Wednesday, February 12, 2014

In Search of Lost Time


Each year in early spring family members congregated at my parents' house and resolutely nodded at each other without talking. We sat in a billowing silence for several hours and listened to the noise of passing traffic. As the nearest road was 10 kilometers away this ritual affirmed that affinity and honesty do not mix. Eventually someone gravely undernourished would rise from a chair and faint. A sign that food should be served.

We sat down to a restrained meal - usually throttled fish legs - and chatted about all sorts of things: work, illness, death, repetition, work, illness, death, repetition. Occasionally I gazed at the hollow assemble and thought, 'So many people sitting amid the paradoxes of identities and consciousness.' I include myself, of course. On numerous occasions I remember asking, with latent hope of dialogue, 'Where are we?' Did anyone answer? No one answered.

For a while I couldn't fathom my father. He possessed an inability to think rationally under stress. He was a man who said what he thought, formally and orderly. And he could doze in front of the living room fire at any time of day. He had a habit of keeping his cardinal smile for fire light. His favourite hobby was shuffling socks. Sometimes he would suddenly leap from his chair, hold five socks aloft, and cry, 'A straight flush!'

He used a carpet beater to punish his begats for minor misdemeanors even though our home was devoid of carpet. Impulsive behaviour, even disheartening, but plausible for one whose conditions in early life were occasionally difficult to navigate without collecting hurtful wounds. The floors were cloaked in linoleum which held a diversity of smells: buttermilk, cat urine, dirt from footprints, and the sweaty armpits of a hoary man from Bavaria whom no one in our family had met.

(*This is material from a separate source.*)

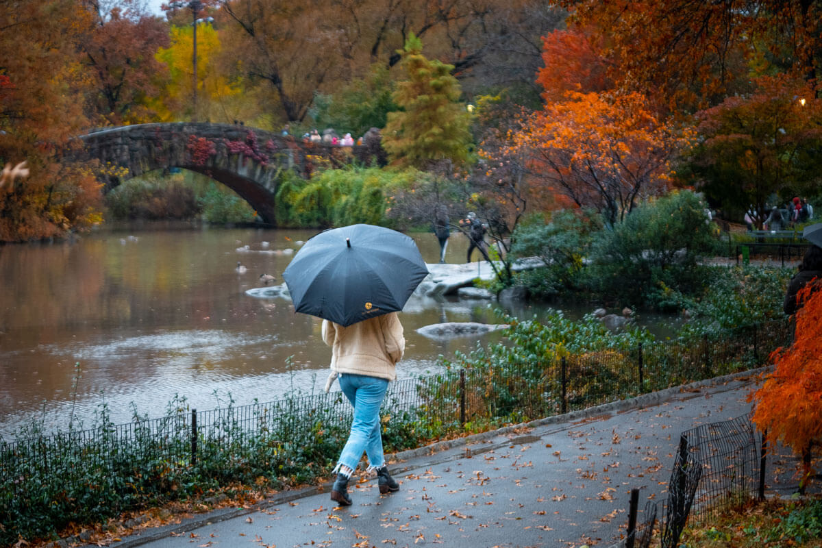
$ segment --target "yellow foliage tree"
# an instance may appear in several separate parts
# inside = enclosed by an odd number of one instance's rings
[[[238,117],[241,85],[219,69],[222,52],[217,30],[197,26],[197,103],[194,112],[193,27],[171,27],[171,45],[160,48],[155,58],[169,67],[164,90],[150,106],[163,122],[197,120],[229,122]]]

My father, with his vanity on clear display, would insist on reading from his favourite book In Search of Lost Time. After a hundred pages - give or take a leaf - someone would usually chant, hyperventilate, or rush from the room wailing: 'It's not easy being a candle', or something of that nature. A frighting experience for the faint of heart, or, indeed, anyone with a clicking hip joint. Of course, my father would promptly stand up and in an uncomplicated and straightforward manner violently throw Proust to the floor. He would storm out of the room through the nearest window; his voice quivering in his wake, 'No man deserves honest ignominy heaped upon him! Plot is not the point!'

To calm things down someone - usually myself - would simulate a sudden rise in temperature, fall to the floor, pant heavily, and whimper in a colourless voice: 'Malaria.' This act advised all present, in a simple, productive tone, that farewells were in order.

*
Reflections: A growing craze worldwide is knitting and crocheting. My addiction started when I read a copy of Stitch 'n Stitch Again in the dentist waiting room. Then, suddenly, I was knitting until the early hours, then night after night, when I was out with friends, or going to the bathroom. It didn't occur to me that my actions were, in anyway, pathological. I was using terms such as, 'I'm in the Zone,' and 'Pass me some thread, man.'

My life was out of control. I sought help through Knitters Anonymous (KA) - a worldwide fellowship of men who share a desire to stop knitting - and it seems to be working. The only downside is that I used knitting as a calming distraction. However, I'm now making customised underwear for young single and married women and it seems to help me relax.